The moment there was a plum or peach around, his neck swelled and turned red, tears started pouring from his eyes, his sinuses filling with mucus and sneezing heavily. Identical situation repeated in spring, when birch trees started to bloom.

Our conversation twisted around one point – around his “unhappy character” as he use to say.
He had difficulties saying No to people. If he did indeed say (or point out, more like)
No to someone, he would be troubled by this for quite a while.

He seemed very worried. Even his face had somehow weepy and troubled expression.

He extremely cared for his family, kids and grandchildren. I would say he was touchy or even oversensitive but would not express this.
His passion was to get the job well done. His colleagues did the opposite, but he was afraid
to cause any conflict so he held his feelings in.

Conflict itself was something he would not experience often. He use to say, that he gets on with people really well.
This was our “roadblock”. He was popular amongst people and got on with everyone nicely,
but only person he could not bear around was himself.

I’m always suspicious of people who say they never have conflict in life : ) There’s an explanation for it – the fact that I do not cause and search for conflict, or argue with people does not mean that I do not have trouble. It’s usually the other way around…

There are many things that can annoy us in everyday life. Unpleasant clerk at post office,
bad feedback from your boss, or late arrival of your partner. All this can affect us negatively.

The question is whether we try to settle our troubles or keep them deep down ourselves.

These conflicts build up inside us and after a while can cause damage on our body and soul.
We can have difficulties protecting ourselves, reasoning against or simply showing our opinion. Our own point of view is a natural thing that we are born with and have right to.

Acting unnaturally and suppressing our personality can cause damage.
Of course I’m talking about specific character here.

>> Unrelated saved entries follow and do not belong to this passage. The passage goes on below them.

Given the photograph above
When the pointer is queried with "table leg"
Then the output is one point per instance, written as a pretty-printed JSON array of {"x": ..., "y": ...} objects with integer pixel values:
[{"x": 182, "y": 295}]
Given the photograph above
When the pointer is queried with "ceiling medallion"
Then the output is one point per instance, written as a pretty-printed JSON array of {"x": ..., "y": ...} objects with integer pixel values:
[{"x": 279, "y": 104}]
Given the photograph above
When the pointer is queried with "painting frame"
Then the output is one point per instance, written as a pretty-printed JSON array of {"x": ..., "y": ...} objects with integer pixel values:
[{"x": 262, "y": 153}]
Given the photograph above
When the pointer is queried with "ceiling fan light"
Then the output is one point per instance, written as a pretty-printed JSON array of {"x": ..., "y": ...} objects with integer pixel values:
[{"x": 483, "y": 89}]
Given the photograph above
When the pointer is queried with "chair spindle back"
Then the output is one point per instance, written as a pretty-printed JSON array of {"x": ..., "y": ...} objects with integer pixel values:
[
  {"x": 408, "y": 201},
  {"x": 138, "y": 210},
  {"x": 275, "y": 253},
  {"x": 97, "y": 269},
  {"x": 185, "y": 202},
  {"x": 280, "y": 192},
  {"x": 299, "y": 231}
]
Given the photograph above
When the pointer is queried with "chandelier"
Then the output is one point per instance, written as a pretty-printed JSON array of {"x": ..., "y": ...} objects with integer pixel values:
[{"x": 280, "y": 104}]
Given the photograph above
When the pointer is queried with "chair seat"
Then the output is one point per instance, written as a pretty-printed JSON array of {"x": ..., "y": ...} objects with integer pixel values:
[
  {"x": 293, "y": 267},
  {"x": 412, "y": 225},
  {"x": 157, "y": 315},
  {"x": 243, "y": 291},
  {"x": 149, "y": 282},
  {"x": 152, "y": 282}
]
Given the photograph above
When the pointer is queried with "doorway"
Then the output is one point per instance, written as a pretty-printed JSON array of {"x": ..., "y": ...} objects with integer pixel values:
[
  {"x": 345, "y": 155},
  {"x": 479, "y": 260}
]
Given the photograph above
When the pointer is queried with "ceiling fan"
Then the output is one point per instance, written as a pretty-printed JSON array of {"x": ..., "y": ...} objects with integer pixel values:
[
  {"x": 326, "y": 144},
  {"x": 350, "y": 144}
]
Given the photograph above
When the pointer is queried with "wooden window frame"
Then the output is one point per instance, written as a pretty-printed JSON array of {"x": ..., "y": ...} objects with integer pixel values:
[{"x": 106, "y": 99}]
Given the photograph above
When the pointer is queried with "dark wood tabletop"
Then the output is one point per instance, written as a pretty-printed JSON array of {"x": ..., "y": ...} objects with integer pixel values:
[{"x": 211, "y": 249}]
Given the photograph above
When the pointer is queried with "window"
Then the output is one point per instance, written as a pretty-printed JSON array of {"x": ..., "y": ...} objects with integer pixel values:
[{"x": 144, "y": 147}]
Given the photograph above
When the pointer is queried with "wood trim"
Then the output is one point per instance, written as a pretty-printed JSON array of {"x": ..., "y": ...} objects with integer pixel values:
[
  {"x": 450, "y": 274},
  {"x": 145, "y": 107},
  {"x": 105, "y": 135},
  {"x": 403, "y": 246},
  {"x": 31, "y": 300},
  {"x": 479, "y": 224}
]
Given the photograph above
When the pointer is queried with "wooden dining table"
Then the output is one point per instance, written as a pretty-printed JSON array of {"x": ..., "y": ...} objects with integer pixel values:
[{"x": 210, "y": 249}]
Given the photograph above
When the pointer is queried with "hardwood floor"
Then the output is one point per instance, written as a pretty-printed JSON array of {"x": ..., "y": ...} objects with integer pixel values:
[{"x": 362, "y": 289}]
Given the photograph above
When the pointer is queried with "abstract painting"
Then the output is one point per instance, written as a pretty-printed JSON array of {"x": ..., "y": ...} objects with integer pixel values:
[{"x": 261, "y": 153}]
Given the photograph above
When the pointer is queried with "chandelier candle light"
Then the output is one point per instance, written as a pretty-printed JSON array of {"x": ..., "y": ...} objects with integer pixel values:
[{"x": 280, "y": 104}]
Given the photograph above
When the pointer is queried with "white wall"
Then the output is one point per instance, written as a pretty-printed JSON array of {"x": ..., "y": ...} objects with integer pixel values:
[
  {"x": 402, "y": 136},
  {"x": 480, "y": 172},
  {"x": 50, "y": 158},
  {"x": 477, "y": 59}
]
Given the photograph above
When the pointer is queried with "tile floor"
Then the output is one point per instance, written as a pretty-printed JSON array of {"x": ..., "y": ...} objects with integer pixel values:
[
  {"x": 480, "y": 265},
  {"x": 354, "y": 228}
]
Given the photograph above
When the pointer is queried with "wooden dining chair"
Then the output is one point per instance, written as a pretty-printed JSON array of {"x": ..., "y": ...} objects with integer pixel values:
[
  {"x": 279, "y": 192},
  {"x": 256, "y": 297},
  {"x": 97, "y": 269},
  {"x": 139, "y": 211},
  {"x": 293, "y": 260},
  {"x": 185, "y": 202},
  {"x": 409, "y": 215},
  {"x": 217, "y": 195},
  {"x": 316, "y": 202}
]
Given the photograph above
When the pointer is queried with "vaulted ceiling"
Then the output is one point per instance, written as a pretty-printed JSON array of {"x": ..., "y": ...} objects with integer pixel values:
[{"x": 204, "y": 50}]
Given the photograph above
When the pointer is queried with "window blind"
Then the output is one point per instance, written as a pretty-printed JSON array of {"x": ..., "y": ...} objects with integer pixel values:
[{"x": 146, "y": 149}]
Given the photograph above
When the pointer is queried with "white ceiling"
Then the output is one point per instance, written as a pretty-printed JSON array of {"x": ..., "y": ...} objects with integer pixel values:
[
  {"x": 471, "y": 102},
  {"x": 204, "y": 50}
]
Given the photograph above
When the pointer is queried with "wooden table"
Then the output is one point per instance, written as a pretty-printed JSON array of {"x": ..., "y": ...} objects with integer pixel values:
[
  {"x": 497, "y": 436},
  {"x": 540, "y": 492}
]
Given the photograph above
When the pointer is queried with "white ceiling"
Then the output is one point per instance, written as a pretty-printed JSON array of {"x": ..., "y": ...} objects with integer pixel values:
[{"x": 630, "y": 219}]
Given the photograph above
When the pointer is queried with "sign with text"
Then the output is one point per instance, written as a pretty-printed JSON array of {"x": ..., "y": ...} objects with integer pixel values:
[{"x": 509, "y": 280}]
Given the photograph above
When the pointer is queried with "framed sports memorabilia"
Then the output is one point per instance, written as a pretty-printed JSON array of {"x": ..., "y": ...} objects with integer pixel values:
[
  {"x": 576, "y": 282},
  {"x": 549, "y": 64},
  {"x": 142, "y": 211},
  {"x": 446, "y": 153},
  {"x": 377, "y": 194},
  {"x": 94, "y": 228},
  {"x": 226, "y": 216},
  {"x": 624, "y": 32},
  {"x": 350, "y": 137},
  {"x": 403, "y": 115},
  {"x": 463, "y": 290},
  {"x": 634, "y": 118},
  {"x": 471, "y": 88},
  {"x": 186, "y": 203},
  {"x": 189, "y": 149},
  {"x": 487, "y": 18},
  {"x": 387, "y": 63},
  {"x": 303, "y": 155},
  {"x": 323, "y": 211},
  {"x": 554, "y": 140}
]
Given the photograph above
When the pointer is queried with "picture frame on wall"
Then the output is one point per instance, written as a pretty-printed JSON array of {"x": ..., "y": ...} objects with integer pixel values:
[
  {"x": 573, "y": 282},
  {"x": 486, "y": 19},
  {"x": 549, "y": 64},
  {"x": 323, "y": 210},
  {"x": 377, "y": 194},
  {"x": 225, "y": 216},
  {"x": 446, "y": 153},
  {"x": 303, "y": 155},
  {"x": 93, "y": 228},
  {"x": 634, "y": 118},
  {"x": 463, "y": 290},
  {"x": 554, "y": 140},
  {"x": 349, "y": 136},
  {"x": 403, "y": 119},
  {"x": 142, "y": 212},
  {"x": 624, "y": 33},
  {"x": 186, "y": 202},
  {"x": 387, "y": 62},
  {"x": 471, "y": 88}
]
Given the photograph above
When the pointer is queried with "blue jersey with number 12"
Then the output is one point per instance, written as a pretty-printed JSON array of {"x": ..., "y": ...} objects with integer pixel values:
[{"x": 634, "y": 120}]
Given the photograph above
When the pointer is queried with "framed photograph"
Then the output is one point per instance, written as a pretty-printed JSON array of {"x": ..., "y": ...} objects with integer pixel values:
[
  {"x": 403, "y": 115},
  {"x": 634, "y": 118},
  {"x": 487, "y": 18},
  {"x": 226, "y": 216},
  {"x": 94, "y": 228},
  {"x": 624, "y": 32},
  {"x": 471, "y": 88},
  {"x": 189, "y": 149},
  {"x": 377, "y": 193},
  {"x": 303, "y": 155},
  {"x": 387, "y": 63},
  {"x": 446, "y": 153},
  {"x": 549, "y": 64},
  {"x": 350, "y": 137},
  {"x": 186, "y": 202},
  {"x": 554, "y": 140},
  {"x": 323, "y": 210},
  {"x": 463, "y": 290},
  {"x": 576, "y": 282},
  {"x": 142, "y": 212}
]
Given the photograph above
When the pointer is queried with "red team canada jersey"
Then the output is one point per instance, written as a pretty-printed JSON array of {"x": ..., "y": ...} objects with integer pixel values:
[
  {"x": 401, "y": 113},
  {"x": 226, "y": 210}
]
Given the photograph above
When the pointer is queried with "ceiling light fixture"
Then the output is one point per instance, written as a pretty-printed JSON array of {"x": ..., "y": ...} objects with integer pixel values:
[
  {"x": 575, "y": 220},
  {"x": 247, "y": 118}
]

There are moments in life were it is more useful not to deal with certain problems, etc.

This man pressed conflicts inside him. Troubled by everyday issues, he even had difficulties sleeping. While other people took second to solve certain problem, it would take him days
to get over it.

First of all we had to talk about the word Conflict. His idea of a conflict (gained from his family, as I later discovered) meant something very bad. He described the word as an argument / hate / evil thing / bad relationships with people which naturally meant something unreasonable to him.

During the therapy he discovered, that conflict does not develop somewhere around him but inside him. He learned to understand, that argument is one possible solution how to solve issues, but not the only one. Resolutions can be destructive but constructive too.

We simulated different situations and tried various responses to it – argument, silence, regret, fighting back or honest dialog (which by the way was one of his strong points as he is naturally calm and sensitive). He just needed boost of courage and to try something that he is not use to. But most of all, this man was in desperate need to start showing his feelings, which is very hard for people in his age and especially for man!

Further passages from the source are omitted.